Padahal, waktu itu baru AS dan Rusia yang sebelumnya mampu mengembangkan jet generasi kelima.
Hanya 14 tahun setelah diuju coba, China memamerkan J-20 dan dua jet tempur silmuman lainnya dalam parade militer di Beijing tahun ini.
Di balik capaian itu, pemerintah China merestrukturisasi industri dirgantaranya, China Aviation Industry Corporation (AVIC).
AVIC I dan AVIC II digabung menjadi AVIC. Selain itu, China mendirikan The Commercial Aircraft Corporation of China (COMAC) didirikan untuk memperkuat sektor penerbangan sipil dan militer.
Restrukturisasi ini mempercepat proses riset dan produksi, sekaligus memperlihatkan ambisi untuk mandiri dalam teknologi kedirgantaraan.
Generasi keenam

Saat ini, China tak mau ketinggalan mengembangkan jet tempur generasi keenam.
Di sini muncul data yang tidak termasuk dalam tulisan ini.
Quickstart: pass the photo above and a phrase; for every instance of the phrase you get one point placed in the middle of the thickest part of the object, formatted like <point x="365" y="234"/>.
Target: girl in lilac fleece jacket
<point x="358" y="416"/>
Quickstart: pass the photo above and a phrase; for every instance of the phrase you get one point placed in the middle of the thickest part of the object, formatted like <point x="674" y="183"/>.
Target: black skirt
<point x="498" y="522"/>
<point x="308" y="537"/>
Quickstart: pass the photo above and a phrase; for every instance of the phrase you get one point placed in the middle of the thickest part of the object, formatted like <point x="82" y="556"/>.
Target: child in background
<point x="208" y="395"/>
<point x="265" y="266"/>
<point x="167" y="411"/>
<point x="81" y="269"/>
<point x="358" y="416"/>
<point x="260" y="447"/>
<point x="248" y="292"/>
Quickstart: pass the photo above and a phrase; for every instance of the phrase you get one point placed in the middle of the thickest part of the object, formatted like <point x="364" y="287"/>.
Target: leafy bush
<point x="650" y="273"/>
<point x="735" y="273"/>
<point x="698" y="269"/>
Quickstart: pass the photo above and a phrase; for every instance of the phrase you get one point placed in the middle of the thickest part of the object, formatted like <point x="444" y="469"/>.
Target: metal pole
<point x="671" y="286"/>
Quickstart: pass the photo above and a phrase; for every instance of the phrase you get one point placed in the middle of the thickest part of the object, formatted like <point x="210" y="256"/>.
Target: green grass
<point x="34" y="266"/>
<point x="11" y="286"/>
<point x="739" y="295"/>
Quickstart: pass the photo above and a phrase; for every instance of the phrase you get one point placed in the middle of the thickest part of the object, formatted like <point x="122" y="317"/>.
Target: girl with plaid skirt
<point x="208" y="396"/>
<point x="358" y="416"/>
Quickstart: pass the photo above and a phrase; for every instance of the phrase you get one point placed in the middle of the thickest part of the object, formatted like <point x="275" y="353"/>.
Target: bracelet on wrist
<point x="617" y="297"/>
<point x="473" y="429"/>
Teknologi yang diusung dalam jet tempur generasi keenam mencakup AI, sistem sensor canggih, hingga kemampuan bekerja sama dengan drone tempur.
Awal tahun ini, China memperkenalkan J-36, jet tempur generasi keenam dengan bobot lebih dari 44 ton.
Jet ini diyakini menggunakan tiga mesin demi jangkauan tempur hingga 2.700 kilometer.
Sejumlah laporan militer menyebut, J-36 dirancang untuk menahan kehadiran pesawat tempur dan pengebom AS di Pasifik.
Jet ini juga diprediksi mampu membawa lebih dari 4,5 ton senjata, termasuk rudal jarak jauh dan sistem serangan elektronik.
Kokpit ganda berdampingan memungkinkan pengendalian drone secara real time. China diperkirakan dapat mengoperasikan jet ini sebelum 2030.